Cryo-electron tomography (cryo-ET) is a unique method to reveal macromolecular structures in their native state and context within cells. Biological samples of interest are plunge frozen in a near-native state and imaged at many different tilt angles. The resulting tilt-series of images are used to generate 3-dimensional (3D) tomograms with molecular resolution. When many copies of a structure of interest are imaged, sub-tomogram averaging is used to create even higher, sub-nanometer resolution images to help unravel the arrangement among structural subunits. Cryo-ET has emerged as a unique method to bridge the resolution gap between light microscopy and atomic resolution methods (e.g. crystallography and nuclear magnetic resonance).

Since an electron microscope can take 20-40 tilt-series per day and manual 3D reconstruction of a single tilt-series takes about 30 minutes, it would be extremely beneficial for researchers to be able to continuously collect large amounts of tilt-series data without needing to manually process the tilt-series over several days. In addition, researchers need easy access to previous tomograms since new discoveries in different fields can cause unnoticed structures in existing tomograms to become new targets of interest. As a result, any institution conducting cryo-ET research would benefit from automated tomography data processing in addition to maintaining database access to existing tomograms.

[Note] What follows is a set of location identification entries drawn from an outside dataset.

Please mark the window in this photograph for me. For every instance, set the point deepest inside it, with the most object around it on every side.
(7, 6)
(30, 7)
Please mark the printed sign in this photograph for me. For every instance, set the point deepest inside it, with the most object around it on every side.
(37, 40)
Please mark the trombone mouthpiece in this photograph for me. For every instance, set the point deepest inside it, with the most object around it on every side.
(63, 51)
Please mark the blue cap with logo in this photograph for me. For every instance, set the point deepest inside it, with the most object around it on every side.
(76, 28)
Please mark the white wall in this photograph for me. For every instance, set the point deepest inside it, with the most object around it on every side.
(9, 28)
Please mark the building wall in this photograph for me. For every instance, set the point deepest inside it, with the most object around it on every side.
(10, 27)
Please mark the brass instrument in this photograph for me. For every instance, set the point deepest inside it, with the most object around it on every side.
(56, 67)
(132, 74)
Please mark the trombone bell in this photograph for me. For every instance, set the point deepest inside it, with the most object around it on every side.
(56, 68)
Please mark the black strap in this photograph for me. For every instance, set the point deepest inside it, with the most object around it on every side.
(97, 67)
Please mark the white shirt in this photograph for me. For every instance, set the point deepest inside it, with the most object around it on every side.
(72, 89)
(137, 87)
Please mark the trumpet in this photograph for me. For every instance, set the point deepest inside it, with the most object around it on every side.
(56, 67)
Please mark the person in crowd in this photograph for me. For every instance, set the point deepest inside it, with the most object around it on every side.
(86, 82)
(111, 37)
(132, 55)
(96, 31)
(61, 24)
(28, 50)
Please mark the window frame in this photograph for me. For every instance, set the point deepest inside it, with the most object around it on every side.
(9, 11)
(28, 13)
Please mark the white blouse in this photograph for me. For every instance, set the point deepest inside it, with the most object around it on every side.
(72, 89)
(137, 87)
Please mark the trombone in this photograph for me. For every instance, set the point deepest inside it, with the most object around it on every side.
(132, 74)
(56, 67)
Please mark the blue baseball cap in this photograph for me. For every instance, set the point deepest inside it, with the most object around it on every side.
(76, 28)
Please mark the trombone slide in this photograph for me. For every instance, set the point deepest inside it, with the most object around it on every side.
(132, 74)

My project over the summer was to create such a high-throughput cryo-ET pipeline and database at the University of Pennsylvania. My constructed system has already enabled cryo-ET researchers to image novel structures and focus on data analysis by automating the entire process from data collection, to data processing, and finally data storage. In addition, the automated real time tilt-series processing has allowed researchers to view their initial 3D tomograms during data collection and accordingly adjust their collection parameters in a timely fashion, optimizing valuable electron microscope time. I also created a web server accessible from anywhere in the world that allows researchers to easily view every tomogram and the associated files they have collected. 

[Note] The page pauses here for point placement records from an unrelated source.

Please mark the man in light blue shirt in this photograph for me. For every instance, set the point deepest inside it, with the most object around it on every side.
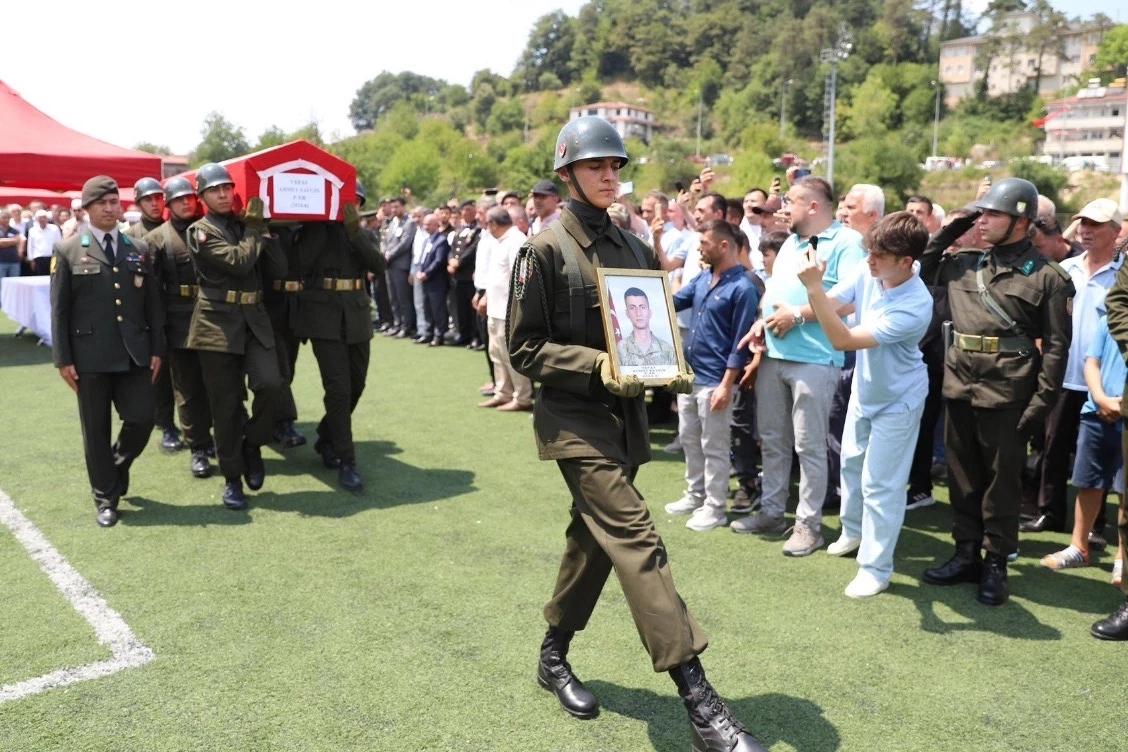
(893, 310)
(799, 372)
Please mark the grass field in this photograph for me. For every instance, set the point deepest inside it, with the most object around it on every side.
(408, 618)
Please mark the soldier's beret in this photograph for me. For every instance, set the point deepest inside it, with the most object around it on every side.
(96, 188)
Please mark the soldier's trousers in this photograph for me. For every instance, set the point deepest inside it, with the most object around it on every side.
(986, 457)
(130, 392)
(611, 528)
(344, 370)
(162, 400)
(191, 397)
(223, 380)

Unlike my classes where I am given the needed prerequisite knowledge and already established solutions, my project has required me to solve a large number of novel problems. No one could tell me exactly what I needed to know to successfully construct my cryo-ET system. As a result, my project made me much more comfortable with and skilled at dealing with ambiguity and solving original problems. In addition, my project has improved a wide range of my technical skills. All my work has been on Linux machines, so I have become an advanced Linux administrator. I have also greatly strengthened my Python, HTML, PHP, and MySQL database administration skills. Overall, I have greatly enjoyed solving the dynamic and novel problems posed by my summer research project and plan on continuing during the school year.